Like many New Yorkers, I went to this show because the Doug Wheeler exhibit next door was full. On my way into the David Zwirner Gallery, I ran into Emma Harden, who introduced me to Raluca Ancuta. We were talking about Bennington, in the cold, when suddenly I realized: "I better enter the gallery before it closes!" It was 5:58.
The rooms were empty. The best way to see minimalist art is in a vacant gallery. The paintings are no longer "up for inspection;" they are at ease.
On Kawara paints the date in white letters, on a black background — always capitalized. The Zwirner has his very first date painting, from January 4, 1966. On has painted them in 136 cities, which are listed in chronological order in the western gallery. Sometimes he abbreviates the month, and other times he doesn’t. I recorded some unusual month-names:
GEN.
OTT.
MARZ
AGO.
ÁG.
DEZ.
DIC.
ENE.
JUNI
I spoke to a woman behind a desk. "If he’s in a country where they don’t use the Roman alphabet, he’ll write the month in Esperanti," she explained. (She must have meant Esperanto, the universal language invented by L. L. Zamenhof in 1887.)

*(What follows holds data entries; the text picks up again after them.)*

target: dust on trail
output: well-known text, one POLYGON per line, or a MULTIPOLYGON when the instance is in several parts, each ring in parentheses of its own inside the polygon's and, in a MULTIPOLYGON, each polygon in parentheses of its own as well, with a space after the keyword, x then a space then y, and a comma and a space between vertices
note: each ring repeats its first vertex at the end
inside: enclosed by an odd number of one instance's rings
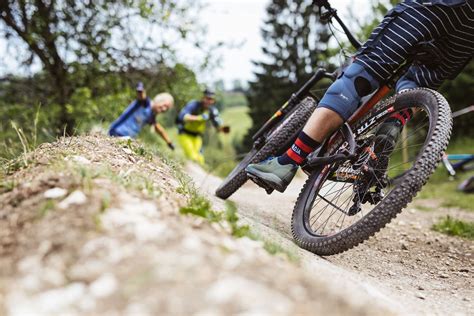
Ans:
POLYGON ((175 171, 132 149, 63 138, 1 179, 0 315, 392 314, 180 215, 175 171))
MULTIPOLYGON (((221 179, 189 165, 198 186, 210 196, 221 179)), ((304 184, 295 178, 284 194, 265 191, 247 182, 230 200, 255 229, 264 232, 301 258, 301 266, 341 293, 365 292, 400 314, 469 315, 474 310, 474 242, 445 236, 430 228, 439 217, 452 215, 473 221, 474 214, 436 207, 420 211, 409 205, 381 232, 343 254, 321 258, 292 242, 290 220, 304 184)), ((219 199, 213 199, 215 203, 219 199)), ((349 294, 350 295, 350 294, 349 294)))

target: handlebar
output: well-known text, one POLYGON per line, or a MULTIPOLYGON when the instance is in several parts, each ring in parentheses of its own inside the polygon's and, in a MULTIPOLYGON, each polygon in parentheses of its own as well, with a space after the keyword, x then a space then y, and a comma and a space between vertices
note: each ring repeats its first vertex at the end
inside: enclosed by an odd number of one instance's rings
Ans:
POLYGON ((320 9, 325 8, 327 12, 325 12, 324 15, 328 20, 331 20, 332 18, 336 19, 337 23, 339 23, 339 25, 342 27, 342 30, 346 34, 347 39, 355 49, 359 49, 362 46, 362 44, 355 38, 349 28, 341 20, 339 15, 337 15, 337 10, 331 7, 328 0, 313 0, 313 5, 319 6, 320 9))

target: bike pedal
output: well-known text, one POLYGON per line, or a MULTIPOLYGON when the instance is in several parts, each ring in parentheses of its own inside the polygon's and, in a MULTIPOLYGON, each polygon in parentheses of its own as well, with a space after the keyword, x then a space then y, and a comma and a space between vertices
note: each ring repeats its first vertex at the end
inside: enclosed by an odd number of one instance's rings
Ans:
POLYGON ((260 178, 254 176, 253 174, 247 173, 247 176, 252 180, 256 185, 259 187, 265 189, 268 195, 272 194, 273 191, 275 191, 274 188, 270 187, 268 184, 266 184, 264 181, 262 181, 260 178))

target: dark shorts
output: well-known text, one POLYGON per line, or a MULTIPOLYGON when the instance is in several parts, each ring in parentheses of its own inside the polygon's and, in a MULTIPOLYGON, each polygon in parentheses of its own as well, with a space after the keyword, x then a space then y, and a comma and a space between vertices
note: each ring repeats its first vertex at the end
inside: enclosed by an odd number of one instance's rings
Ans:
POLYGON ((439 62, 414 64, 407 76, 418 86, 438 88, 446 79, 461 72, 474 54, 474 8, 470 4, 455 7, 398 4, 374 29, 356 55, 379 82, 384 82, 416 53, 420 42, 429 42, 440 52, 439 62))

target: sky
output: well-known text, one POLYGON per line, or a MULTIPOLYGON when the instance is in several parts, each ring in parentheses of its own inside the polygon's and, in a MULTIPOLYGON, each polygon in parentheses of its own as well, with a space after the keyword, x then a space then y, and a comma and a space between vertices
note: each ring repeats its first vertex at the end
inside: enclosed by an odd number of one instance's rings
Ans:
MULTIPOLYGON (((265 19, 265 8, 270 0, 207 0, 208 6, 203 12, 203 23, 208 26, 207 37, 210 41, 242 43, 238 49, 222 49, 222 62, 212 73, 199 73, 198 79, 207 83, 222 79, 227 86, 234 79, 248 81, 253 79, 252 60, 262 60, 262 37, 260 28, 265 19)), ((350 2, 355 14, 363 16, 368 0, 350 2)), ((346 0, 331 0, 341 17, 348 14, 346 0)))
POLYGON ((208 0, 203 22, 208 25, 207 37, 211 42, 224 41, 241 44, 235 49, 221 49, 222 63, 213 74, 200 74, 204 81, 252 78, 252 60, 263 58, 260 27, 265 18, 269 0, 208 0))
MULTIPOLYGON (((198 73, 201 82, 210 84, 224 80, 230 87, 234 79, 248 81, 253 78, 252 60, 262 60, 263 41, 260 28, 265 18, 265 7, 270 0, 203 0, 207 3, 202 12, 202 23, 207 24, 207 38, 210 42, 224 41, 241 44, 238 48, 221 48, 222 62, 213 71, 198 73)), ((368 0, 353 0, 351 6, 362 15, 367 8, 368 0), (362 8, 362 10, 361 10, 362 8)), ((331 5, 338 9, 341 16, 347 14, 348 2, 331 0, 331 5)), ((192 51, 190 52, 192 54, 192 51)), ((0 73, 14 69, 15 52, 7 52, 5 39, 0 39, 0 73), (12 56, 13 55, 13 56, 12 56)), ((185 59, 187 56, 184 56, 185 59)), ((39 68, 37 65, 35 68, 39 68)), ((37 70, 37 69, 33 69, 37 70)))

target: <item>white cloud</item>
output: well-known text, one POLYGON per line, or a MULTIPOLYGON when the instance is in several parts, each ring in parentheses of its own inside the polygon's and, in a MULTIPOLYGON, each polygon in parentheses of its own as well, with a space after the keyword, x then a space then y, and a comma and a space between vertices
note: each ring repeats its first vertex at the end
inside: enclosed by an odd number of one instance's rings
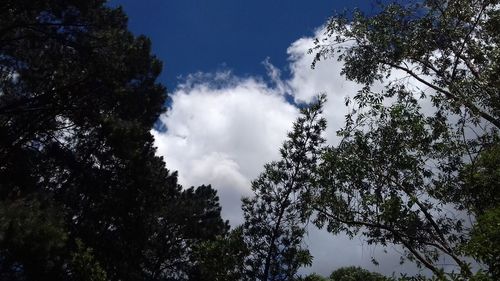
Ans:
MULTIPOLYGON (((240 198, 251 194, 250 182, 263 165, 279 158, 279 147, 298 116, 285 93, 296 103, 326 93, 326 137, 330 143, 337 141, 335 131, 347 113, 344 98, 360 87, 340 75, 342 65, 336 60, 321 62, 312 70, 313 57, 307 54, 312 46, 313 38, 301 38, 288 48, 291 76, 287 80, 266 59, 263 67, 272 85, 255 77, 238 78, 229 71, 187 77, 172 93, 172 106, 160 118, 167 131, 153 131, 158 154, 165 157, 169 169, 179 171, 180 183, 212 184, 219 192, 223 217, 232 225, 242 221, 240 198)), ((306 243, 315 260, 305 273, 327 275, 345 265, 386 274, 401 270, 399 255, 384 254, 382 248, 367 246, 359 239, 311 228, 306 243), (380 267, 371 263, 374 256, 380 267)))
MULTIPOLYGON (((323 30, 318 29, 314 37, 322 34, 323 30)), ((308 54, 308 50, 314 47, 313 41, 313 37, 301 38, 287 49, 291 72, 287 85, 298 103, 310 102, 320 93, 327 94, 328 101, 324 106, 324 116, 328 121, 326 138, 330 144, 334 144, 338 140, 336 131, 344 124, 348 112, 345 98, 354 96, 361 87, 340 75, 342 64, 336 59, 321 61, 312 69, 314 56, 308 54)))
POLYGON ((160 118, 167 131, 153 131, 158 153, 182 185, 217 188, 224 217, 241 222, 241 196, 250 195, 263 165, 278 159, 298 109, 263 81, 230 72, 188 77, 172 99, 160 118))

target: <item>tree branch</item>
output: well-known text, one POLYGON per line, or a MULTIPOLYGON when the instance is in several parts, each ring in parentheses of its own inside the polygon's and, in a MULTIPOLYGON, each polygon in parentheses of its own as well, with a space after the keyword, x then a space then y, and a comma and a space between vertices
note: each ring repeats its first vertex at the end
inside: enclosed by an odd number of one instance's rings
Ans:
POLYGON ((370 223, 370 222, 356 221, 356 220, 345 220, 345 219, 341 219, 340 217, 334 216, 334 215, 328 213, 327 211, 318 208, 317 206, 314 206, 313 208, 317 212, 329 217, 330 219, 337 221, 337 222, 340 222, 340 223, 343 223, 343 224, 346 224, 346 225, 365 226, 365 227, 377 228, 377 229, 383 229, 383 230, 389 231, 390 233, 392 233, 396 237, 396 239, 399 240, 399 242, 401 242, 401 244, 403 244, 403 246, 405 246, 405 248, 407 248, 420 262, 422 262, 425 265, 425 267, 427 267, 429 270, 431 270, 436 276, 443 275, 442 271, 439 270, 437 267, 435 267, 432 264, 432 261, 428 260, 428 258, 425 257, 425 254, 419 253, 414 247, 412 247, 409 244, 409 242, 405 241, 403 239, 403 237, 396 230, 392 229, 391 227, 383 225, 383 224, 379 224, 379 223, 370 223))
POLYGON ((429 83, 427 81, 425 81, 422 77, 420 77, 420 75, 418 75, 417 73, 413 72, 412 70, 406 68, 406 67, 403 67, 401 65, 398 65, 398 64, 395 64, 395 63, 392 63, 392 62, 388 62, 388 61, 384 61, 384 60, 379 60, 379 63, 380 64, 385 64, 387 66, 390 66, 392 68, 395 68, 395 69, 399 69, 399 70, 402 70, 406 73, 408 73, 410 76, 412 76, 413 78, 415 78, 417 81, 419 81, 420 83, 432 88, 433 90, 437 91, 437 92, 440 92, 442 94, 445 95, 445 97, 447 97, 448 99, 454 101, 454 102, 457 102, 465 107, 467 107, 470 111, 472 111, 472 113, 476 114, 476 115, 479 115, 481 116, 483 119, 489 121, 490 123, 492 123, 495 127, 499 128, 500 129, 500 120, 494 118, 493 116, 489 115, 488 113, 480 110, 476 105, 472 104, 471 102, 468 102, 464 99, 461 99, 455 95, 453 95, 451 92, 443 89, 443 88, 440 88, 432 83, 429 83))

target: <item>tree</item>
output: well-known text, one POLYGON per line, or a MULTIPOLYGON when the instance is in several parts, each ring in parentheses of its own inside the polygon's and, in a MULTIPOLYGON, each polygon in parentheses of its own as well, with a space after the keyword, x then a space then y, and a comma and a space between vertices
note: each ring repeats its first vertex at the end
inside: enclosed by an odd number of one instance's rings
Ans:
POLYGON ((361 267, 341 267, 330 274, 332 281, 389 281, 382 274, 370 272, 361 267))
POLYGON ((342 73, 365 87, 338 132, 342 141, 323 155, 318 226, 401 245, 403 257, 437 278, 472 278, 463 252, 468 217, 483 208, 474 202, 499 205, 495 174, 485 185, 464 181, 498 142, 498 4, 394 3, 371 17, 356 11, 329 21, 311 50, 314 64, 337 57, 342 73), (395 71, 409 79, 391 80, 395 71), (458 270, 446 271, 443 257, 458 270))
POLYGON ((155 155, 150 49, 104 0, 0 3, 0 276, 179 280, 227 231, 155 155))
POLYGON ((309 252, 302 247, 314 193, 315 167, 324 142, 326 121, 320 117, 324 97, 302 109, 281 148, 281 160, 271 162, 252 182, 254 196, 243 199, 243 235, 248 245, 247 278, 295 280, 309 252))
POLYGON ((454 200, 472 209, 477 221, 465 252, 488 266, 492 280, 500 278, 500 145, 481 152, 461 173, 461 189, 454 200), (468 194, 476 194, 468 196, 468 194))
POLYGON ((62 218, 53 206, 42 206, 36 199, 0 203, 0 237, 3 280, 36 280, 40 272, 55 275, 65 258, 68 236, 62 218), (25 268, 31 270, 24 272, 25 268))
POLYGON ((303 281, 330 281, 329 278, 323 277, 323 276, 318 275, 316 273, 309 274, 306 277, 302 278, 301 280, 303 280, 303 281))
POLYGON ((245 258, 248 254, 242 226, 215 240, 203 241, 195 249, 198 263, 189 280, 245 280, 245 258))
POLYGON ((376 272, 370 272, 357 266, 341 267, 334 270, 328 278, 318 274, 310 274, 304 281, 390 281, 394 280, 376 272))
MULTIPOLYGON (((220 216, 217 192, 211 186, 183 190, 171 198, 151 222, 145 250, 145 280, 200 280, 204 245, 217 243, 229 230, 220 216)), ((222 264, 219 266, 223 266, 222 264)))
POLYGON ((500 276, 500 209, 488 210, 481 215, 471 233, 471 239, 465 246, 465 252, 488 265, 491 280, 500 276))
POLYGON ((499 207, 500 139, 494 138, 491 145, 484 147, 474 162, 464 166, 458 178, 458 184, 448 193, 448 201, 457 202, 476 216, 499 207))
POLYGON ((326 38, 316 41, 314 65, 323 58, 345 62, 342 73, 371 85, 402 71, 432 89, 437 109, 486 120, 500 128, 498 1, 426 0, 386 7, 373 17, 333 17, 326 38), (331 42, 333 40, 333 42, 331 42))

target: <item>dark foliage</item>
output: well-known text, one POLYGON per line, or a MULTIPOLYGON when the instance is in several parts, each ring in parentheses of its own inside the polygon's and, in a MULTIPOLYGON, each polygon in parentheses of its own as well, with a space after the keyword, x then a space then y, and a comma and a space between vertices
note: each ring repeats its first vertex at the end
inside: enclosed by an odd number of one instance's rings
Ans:
POLYGON ((178 280, 227 231, 155 156, 150 46, 105 1, 0 3, 2 279, 178 280))
POLYGON ((252 182, 254 196, 243 199, 249 280, 295 280, 297 270, 312 262, 302 238, 311 215, 316 164, 324 142, 324 101, 321 96, 302 110, 280 149, 281 159, 265 165, 252 182))

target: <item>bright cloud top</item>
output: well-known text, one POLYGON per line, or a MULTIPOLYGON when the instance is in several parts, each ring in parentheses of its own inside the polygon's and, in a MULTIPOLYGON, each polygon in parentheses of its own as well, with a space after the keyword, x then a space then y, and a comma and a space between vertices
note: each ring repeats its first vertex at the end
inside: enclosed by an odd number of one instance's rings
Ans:
MULTIPOLYGON (((291 44, 287 50, 291 76, 285 80, 268 59, 263 67, 271 83, 256 77, 238 78, 231 72, 190 75, 171 94, 172 106, 160 117, 167 130, 153 131, 158 154, 165 157, 169 169, 179 171, 180 183, 212 184, 221 198, 222 215, 232 225, 242 222, 240 200, 251 195, 251 180, 265 163, 279 159, 279 148, 299 114, 291 99, 307 103, 326 93, 326 138, 335 143, 335 132, 348 111, 344 99, 360 89, 340 75, 342 65, 336 60, 311 69, 313 56, 307 51, 312 46, 313 38, 291 44)), ((335 267, 352 264, 387 273, 397 270, 397 255, 383 255, 383 249, 375 251, 359 240, 310 231, 306 243, 315 263, 308 272, 329 274, 335 267), (343 258, 335 261, 339 252, 343 258), (370 262, 373 256, 385 259, 386 267, 374 268, 370 262)))
POLYGON ((340 76, 335 60, 311 69, 313 56, 307 50, 312 46, 313 38, 301 38, 288 48, 291 76, 286 80, 269 59, 263 67, 270 83, 230 71, 188 76, 160 117, 167 131, 153 131, 158 153, 179 171, 180 183, 212 184, 219 190, 224 217, 233 224, 241 222, 240 199, 250 195, 251 180, 265 163, 279 158, 279 147, 299 113, 290 99, 307 103, 327 93, 326 135, 334 141, 347 113, 344 98, 359 88, 340 76))
POLYGON ((154 131, 158 153, 179 171, 181 184, 210 183, 219 190, 224 217, 241 222, 241 196, 278 148, 298 115, 283 92, 255 78, 197 74, 172 95, 172 108, 154 131))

Standing in the room with dozens of On’s canvases, I felt calm, oceanic. His paintings emit a suave contentment. They have a higher purpose, which we don’t understand, and probably On doesn’t, either. Art is not about understanding, luckily. Art is about "art emotions" — feelings that can only exist on canvas. Art emotions often make you feel like laughing and crying at once.